UC Santa Barbara
The Development of an aza-Piancatelli Rearrangement
- Author(s): Wenz, Donald Raymond
- Advisor(s): Read de Alaniz, Javier
- et al.
Nitrogen containing compounds are ubiquitous in nature, and this element plays a critical role in the biological activity of many useful compounds. The essential role of nitrogen has dictated the need for new methods for constructing organic compounds containing carbon-nitrogen bonds. The present work describes our efforts to develop new reactions that form new carbon-nitrogen bonds through the development of an aza-Piancatelli rearrangement, which is a new method for the construction of a variety of trans-4-amino cyclopentenones from readily available 2-furylcarbinols. Activation of furylcarbinols under acidic conditions initiates a cascade sequence that results in nucleophilic attack by nitrogen onto furan and ultimately terminates by way of a 4π conrotatory electrocyclization. The electrocyclization step is stereospecific giving products with defined trans stereochemistry on the newly produced cyclopentenone ring. The Piancatelli rearrangement can be considered complimentary to the Nazarov reaction for the formation of substituted cyclopentenones, however with the former being largely underdeveloped with respect to the nucleophilic partner that is incorporated into the final compound. We have utilized lanthanide triflate Lewis acids, which are part of a class of Lewis acidic salts of rare earth metals, to enable the usage of amine nucleophiles with the Piancatelli rearrangement.
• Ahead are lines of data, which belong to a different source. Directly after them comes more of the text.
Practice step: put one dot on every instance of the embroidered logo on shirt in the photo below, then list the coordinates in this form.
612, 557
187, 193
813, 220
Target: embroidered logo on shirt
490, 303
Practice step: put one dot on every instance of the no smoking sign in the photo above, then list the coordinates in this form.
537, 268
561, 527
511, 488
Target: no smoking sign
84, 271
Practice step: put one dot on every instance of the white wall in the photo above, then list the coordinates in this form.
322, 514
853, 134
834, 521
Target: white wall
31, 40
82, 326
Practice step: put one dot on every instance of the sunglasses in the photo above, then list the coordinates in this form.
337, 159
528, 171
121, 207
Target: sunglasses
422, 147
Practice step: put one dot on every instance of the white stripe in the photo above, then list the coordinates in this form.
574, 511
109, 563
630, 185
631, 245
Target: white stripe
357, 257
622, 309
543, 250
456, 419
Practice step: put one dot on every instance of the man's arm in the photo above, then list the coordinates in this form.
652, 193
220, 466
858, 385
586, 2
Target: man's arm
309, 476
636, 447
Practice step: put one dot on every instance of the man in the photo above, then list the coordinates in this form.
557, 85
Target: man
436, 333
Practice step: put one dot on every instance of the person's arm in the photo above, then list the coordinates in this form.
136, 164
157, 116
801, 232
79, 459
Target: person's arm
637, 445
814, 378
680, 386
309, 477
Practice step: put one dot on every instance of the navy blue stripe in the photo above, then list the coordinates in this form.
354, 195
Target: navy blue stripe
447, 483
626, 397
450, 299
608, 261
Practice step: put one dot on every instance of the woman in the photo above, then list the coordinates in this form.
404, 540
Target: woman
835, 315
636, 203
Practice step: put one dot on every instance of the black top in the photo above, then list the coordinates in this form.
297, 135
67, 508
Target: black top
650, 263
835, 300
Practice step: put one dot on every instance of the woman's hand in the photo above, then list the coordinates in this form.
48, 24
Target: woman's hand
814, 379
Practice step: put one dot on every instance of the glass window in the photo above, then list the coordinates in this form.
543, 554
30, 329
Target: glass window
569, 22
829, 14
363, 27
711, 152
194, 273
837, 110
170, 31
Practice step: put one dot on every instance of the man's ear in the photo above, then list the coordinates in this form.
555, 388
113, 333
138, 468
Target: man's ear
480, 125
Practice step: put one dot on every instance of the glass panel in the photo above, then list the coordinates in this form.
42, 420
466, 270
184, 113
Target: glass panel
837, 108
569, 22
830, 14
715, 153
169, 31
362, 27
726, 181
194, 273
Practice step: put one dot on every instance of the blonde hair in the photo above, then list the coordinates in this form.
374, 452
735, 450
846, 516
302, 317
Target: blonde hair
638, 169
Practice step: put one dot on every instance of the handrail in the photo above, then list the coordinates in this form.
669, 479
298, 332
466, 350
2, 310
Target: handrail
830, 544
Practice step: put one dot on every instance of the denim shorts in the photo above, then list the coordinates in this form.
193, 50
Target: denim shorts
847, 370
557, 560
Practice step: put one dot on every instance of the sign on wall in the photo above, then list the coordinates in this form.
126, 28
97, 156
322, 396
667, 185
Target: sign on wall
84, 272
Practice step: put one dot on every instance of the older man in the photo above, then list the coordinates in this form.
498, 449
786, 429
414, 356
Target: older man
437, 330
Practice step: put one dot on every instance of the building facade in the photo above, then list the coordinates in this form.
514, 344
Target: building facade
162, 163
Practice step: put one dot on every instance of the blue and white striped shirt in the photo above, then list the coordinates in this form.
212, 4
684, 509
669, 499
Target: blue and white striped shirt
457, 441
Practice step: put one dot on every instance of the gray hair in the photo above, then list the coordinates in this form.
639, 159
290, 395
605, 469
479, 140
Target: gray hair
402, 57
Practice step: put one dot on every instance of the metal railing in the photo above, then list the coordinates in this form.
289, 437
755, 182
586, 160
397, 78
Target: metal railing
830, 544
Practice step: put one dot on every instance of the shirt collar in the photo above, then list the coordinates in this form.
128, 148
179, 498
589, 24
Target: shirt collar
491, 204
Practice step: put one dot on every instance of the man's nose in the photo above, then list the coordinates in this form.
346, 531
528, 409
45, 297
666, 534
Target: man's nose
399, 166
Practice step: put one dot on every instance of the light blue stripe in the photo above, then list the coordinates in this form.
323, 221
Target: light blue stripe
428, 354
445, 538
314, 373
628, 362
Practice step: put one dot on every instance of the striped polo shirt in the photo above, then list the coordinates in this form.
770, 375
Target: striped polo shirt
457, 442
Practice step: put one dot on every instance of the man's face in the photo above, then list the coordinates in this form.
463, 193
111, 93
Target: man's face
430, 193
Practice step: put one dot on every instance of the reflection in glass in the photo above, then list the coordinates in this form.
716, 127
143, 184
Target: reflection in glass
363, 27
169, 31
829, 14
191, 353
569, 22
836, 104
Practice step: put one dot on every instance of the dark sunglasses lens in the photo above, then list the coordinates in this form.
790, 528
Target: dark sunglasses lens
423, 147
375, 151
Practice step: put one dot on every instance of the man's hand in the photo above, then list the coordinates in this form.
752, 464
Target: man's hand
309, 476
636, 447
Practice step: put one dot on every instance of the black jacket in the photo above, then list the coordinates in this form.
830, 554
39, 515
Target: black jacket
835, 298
Challenges were encountered during further developments using the aza-Piancatelli rearrangement due to inherent limitations of the original furylcarbinol system. These limitations were overcome by the utilization donor-acceptor cyclopropanes which act as an entirely new activation platform for the rearrangement. This new activation platform acts as a masked carbocation and does not suffer common side reactions such as elimination or Friedel-Crafts alkylation reactions that can be problematic using traditional furylcarbinol starting materials.